Windows

What can Windows Single Instance Storage do for you?


In Windows Storage Server 2003 R2, Microsoft introduced Windows Single Instance Storage (SIS). For years, Microsoft's Exchange Server has used SIS to provide more efficient storage of mail to the Exchange environment. For example, under Exchange's SIS implementation, when a user sends a message out to 100 people with mailboxes in the same store, the message is stored only once. A pointer to this stored message is inserted into each user's mailbox, thereby removing the need to store the entire message multiple times. This process can result in significantly lower storage requirements. Microsoft has also used SIS in Microsoft Windows 2000 Remote Installation Services and is expanding its use in other products.

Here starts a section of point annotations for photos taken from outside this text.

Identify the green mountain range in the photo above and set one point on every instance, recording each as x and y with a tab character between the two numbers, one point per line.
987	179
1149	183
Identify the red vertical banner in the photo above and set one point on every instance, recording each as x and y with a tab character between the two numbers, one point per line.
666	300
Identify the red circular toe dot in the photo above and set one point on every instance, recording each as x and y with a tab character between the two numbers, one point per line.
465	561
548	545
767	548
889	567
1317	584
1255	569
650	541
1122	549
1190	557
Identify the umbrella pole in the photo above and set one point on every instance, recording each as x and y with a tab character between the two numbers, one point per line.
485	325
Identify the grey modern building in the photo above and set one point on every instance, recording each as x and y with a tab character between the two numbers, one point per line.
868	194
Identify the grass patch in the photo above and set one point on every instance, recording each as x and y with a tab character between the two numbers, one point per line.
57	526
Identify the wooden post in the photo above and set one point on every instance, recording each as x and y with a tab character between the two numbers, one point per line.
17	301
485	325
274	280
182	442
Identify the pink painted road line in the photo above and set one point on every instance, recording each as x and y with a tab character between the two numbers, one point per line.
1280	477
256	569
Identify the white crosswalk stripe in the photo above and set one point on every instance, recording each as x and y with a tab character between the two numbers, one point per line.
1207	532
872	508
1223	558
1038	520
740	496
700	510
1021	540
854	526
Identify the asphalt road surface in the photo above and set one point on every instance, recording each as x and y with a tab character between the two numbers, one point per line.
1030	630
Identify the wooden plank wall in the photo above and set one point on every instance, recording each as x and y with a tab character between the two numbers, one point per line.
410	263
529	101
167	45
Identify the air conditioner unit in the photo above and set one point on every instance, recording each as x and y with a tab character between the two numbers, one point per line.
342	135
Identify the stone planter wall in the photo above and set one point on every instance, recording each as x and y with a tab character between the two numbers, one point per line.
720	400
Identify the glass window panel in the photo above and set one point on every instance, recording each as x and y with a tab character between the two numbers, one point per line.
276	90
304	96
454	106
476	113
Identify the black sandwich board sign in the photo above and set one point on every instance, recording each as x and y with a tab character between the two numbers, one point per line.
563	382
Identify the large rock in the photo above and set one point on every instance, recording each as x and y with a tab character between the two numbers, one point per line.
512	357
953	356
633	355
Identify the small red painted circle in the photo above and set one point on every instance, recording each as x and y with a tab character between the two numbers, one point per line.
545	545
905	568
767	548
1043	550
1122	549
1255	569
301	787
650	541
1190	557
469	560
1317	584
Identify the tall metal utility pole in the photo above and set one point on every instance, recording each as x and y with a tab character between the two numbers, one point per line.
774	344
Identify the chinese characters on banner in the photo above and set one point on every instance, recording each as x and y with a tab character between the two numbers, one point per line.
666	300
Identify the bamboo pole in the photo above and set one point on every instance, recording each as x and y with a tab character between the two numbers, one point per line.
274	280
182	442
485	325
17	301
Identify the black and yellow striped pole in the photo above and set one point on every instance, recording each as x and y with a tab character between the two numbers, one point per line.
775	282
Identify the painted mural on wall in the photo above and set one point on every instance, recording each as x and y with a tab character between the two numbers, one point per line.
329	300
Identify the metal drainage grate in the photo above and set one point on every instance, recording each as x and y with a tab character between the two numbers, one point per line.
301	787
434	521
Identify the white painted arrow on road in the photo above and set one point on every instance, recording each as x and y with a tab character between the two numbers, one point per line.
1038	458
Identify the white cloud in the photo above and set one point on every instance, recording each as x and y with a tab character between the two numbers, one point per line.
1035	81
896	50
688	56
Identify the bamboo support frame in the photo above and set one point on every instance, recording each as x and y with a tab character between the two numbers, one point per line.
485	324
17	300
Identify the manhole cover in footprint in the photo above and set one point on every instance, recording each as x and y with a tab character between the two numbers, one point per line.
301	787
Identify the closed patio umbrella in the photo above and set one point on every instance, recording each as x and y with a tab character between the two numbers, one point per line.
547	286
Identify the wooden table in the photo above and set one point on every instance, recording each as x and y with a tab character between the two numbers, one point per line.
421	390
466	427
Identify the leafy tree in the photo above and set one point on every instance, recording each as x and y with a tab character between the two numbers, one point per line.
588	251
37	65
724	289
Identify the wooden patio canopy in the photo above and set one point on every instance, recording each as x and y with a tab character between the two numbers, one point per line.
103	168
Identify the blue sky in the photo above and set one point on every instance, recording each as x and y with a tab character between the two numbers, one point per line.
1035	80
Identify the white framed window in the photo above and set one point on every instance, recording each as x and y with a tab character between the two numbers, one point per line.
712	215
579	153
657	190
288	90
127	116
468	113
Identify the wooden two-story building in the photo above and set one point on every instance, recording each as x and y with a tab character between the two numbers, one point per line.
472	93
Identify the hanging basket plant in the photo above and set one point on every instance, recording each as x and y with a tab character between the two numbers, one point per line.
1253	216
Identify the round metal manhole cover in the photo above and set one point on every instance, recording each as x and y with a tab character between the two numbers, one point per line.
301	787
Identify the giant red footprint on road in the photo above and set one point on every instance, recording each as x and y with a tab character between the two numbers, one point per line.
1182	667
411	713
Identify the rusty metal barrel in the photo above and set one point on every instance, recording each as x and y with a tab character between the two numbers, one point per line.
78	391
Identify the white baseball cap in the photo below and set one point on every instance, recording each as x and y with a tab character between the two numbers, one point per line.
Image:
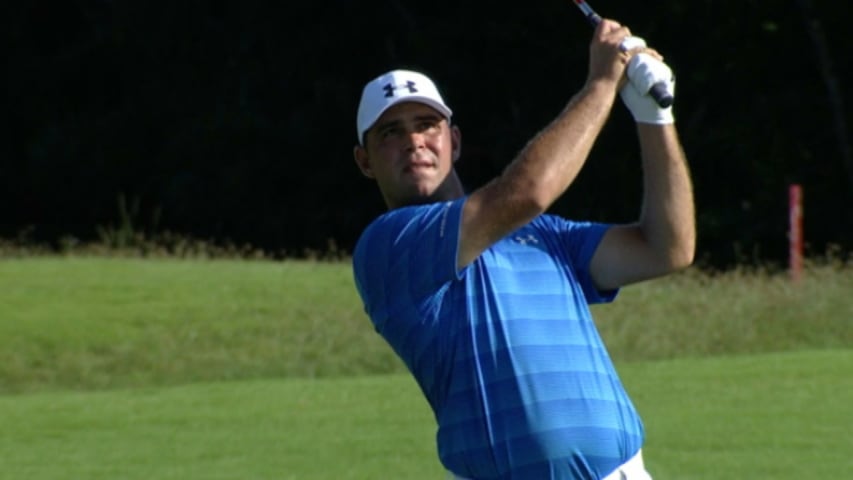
394	87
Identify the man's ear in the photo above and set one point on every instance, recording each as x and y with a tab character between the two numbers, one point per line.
362	160
455	142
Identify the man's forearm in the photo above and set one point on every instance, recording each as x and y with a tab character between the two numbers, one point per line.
552	159
668	217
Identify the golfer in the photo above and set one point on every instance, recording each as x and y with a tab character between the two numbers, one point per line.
484	295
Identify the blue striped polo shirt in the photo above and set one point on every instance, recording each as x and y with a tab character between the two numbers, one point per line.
505	350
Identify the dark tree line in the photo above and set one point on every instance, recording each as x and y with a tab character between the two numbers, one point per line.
235	121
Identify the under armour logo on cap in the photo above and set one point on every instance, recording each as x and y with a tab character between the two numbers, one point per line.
389	89
394	87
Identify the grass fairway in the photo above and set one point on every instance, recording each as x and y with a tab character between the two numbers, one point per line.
771	416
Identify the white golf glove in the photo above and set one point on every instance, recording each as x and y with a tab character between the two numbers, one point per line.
644	71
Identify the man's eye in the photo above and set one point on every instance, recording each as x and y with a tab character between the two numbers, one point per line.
428	125
390	132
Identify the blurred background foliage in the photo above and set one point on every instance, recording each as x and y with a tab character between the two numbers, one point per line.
234	121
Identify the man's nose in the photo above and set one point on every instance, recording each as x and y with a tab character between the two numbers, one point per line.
415	139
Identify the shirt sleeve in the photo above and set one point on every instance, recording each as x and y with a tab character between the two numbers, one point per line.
406	254
580	240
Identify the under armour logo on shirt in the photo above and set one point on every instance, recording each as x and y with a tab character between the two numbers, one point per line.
389	89
526	240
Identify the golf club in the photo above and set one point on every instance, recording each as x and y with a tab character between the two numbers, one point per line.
659	91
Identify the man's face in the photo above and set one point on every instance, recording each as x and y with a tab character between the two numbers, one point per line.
409	151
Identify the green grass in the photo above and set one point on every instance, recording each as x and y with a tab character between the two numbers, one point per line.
101	322
110	322
775	416
192	369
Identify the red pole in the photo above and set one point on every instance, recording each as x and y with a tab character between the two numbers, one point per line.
795	232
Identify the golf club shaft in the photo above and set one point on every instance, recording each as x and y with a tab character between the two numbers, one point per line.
659	91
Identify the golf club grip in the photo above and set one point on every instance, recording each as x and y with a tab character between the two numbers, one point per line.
661	95
594	19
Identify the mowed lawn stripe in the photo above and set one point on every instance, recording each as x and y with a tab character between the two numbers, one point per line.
780	416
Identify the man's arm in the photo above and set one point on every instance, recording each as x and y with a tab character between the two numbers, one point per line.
664	238
552	159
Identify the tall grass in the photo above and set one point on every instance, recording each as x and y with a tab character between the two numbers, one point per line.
76	322
739	311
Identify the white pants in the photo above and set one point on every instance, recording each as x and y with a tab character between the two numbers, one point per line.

Single Instance Storage will also be included in Windows Server 2008, but only in the Storage edition. The feature will not be made available in other editions.

How does SIS work in Windows?

In Exchange, SIS is message-based. As I mentioned, pointers are used to direct requests for a message to the original copy of the message. With Windows Storage Server, SIS works on a file basis. A process called the SIS Groveler searches through NTFS-based file systems looking for identical files. Once duplicate files are located, they are moved to the SIS Common Store by a component called the SIS Storage Filter. There is a SIS Common Store for each SIS-managed volume. For each file that is moved into the SIS Common Store, a SIS Link is inserted into the file system (also by the SIS Storage Filter) in place of the original file. This SIS link is completely transparent to applications that may be accessing the file, which is actually located in the SIS Common Store. The SIS Storage Filter also handles client redirection to the version of the file stored in the SIS Common Store.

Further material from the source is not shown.